Beririsan dengan data tersebut, terdapat masalah lain berupa tingginya angka pekerja anak yang hingga 2025 jumlahnya diproyeksi mencapai 293.000 anak.
”Sampai 2045 akan ada ratusan ribu generasi yang tidak mengalami pertumbuhan optimal karena pekerja anak biasanya tidak mendapatkan akses pendidikan,” ujarnya dalam diskusi yang diselenggarakan Sarbumusi di Jakarta, Rabu (1/5/2024).
Baca juga: Kebijakan untuk Cegah Gelombang PHK Dinilai Mendesak
Selain masalah pengangguran dan isu pekerja anak, sektor ketenagakerjaan di Indonesia masih memiliki setumpuk pekerjaan rumah yang perlu diselesaikan, di antaranya soal peningkatan kapasitas dan keahlian buruh serta shifting dunia kerja yang mengalami disrupsi digital.

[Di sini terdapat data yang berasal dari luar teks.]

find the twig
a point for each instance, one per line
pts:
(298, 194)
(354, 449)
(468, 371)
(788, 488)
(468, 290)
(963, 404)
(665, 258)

Sektor ketenagakerjaan di Indonesia juga terpengaruh kondisi eksternal berupa ketegangan geopolitik yang terjadi di Timur Tengah, Eropa Timur, dan kawasan Laut China Selatan.
”Persoalan-persoalan ini jika tidak segera dicari jalan keluarnya malah akan menjadi bumerang bagi bonus demografi di Indonesia,” kata Irham.
Dari sisi produktivitas pekerja Indonesia relatif lebih rendah dibandingkan sejumlah negara di kawasan Asia Tenggara. Berdasarkan data Organisasi Buruh Internasional (ILO), setiap satu orang pekerja di Indonesia tiap jam kerja menyumbang 12,96 dollar AS terhadap produk domestik bruto (PDB) pada 2021.
Produktivitas pekerja Tanah Air masih berada di bawah Singapura (74,15 dollar AS/orang/jam), Brunei Darussalam (55,92 dollar AS/orang/jam), Malaysia (25,59 dollar AS/orang/jam), dan Thailand (15,06 dollar AS/orang/jam).
Peningkatan produktivitas erat kaitannya dengan tingkat kompetensi dan kualitas tenaga kerja. Pemerintah dalam beberapa tahun terakhir fokus mereformasi sistem pendidikan, terutama pendidikan vokasi, untuk menemukan keselarasan pasokan tenaga kerja yang sesuai kebutuhan industri.
Dihubungi secara terpisah, Deputi Bidang Koordinasi Ekonomi Digital, Ketenagakerjaan, dan UMKM, Kementerian Koordinator Bidang Perekonomian, Rudy Salahuddin memastikan, dari sisi regulasi, pemerintah akan menggawangi agar bonus demografi Indonesia ditopang oleh peningkatan kualitas sumber daya manusia dan produktivitas tenaga kerja.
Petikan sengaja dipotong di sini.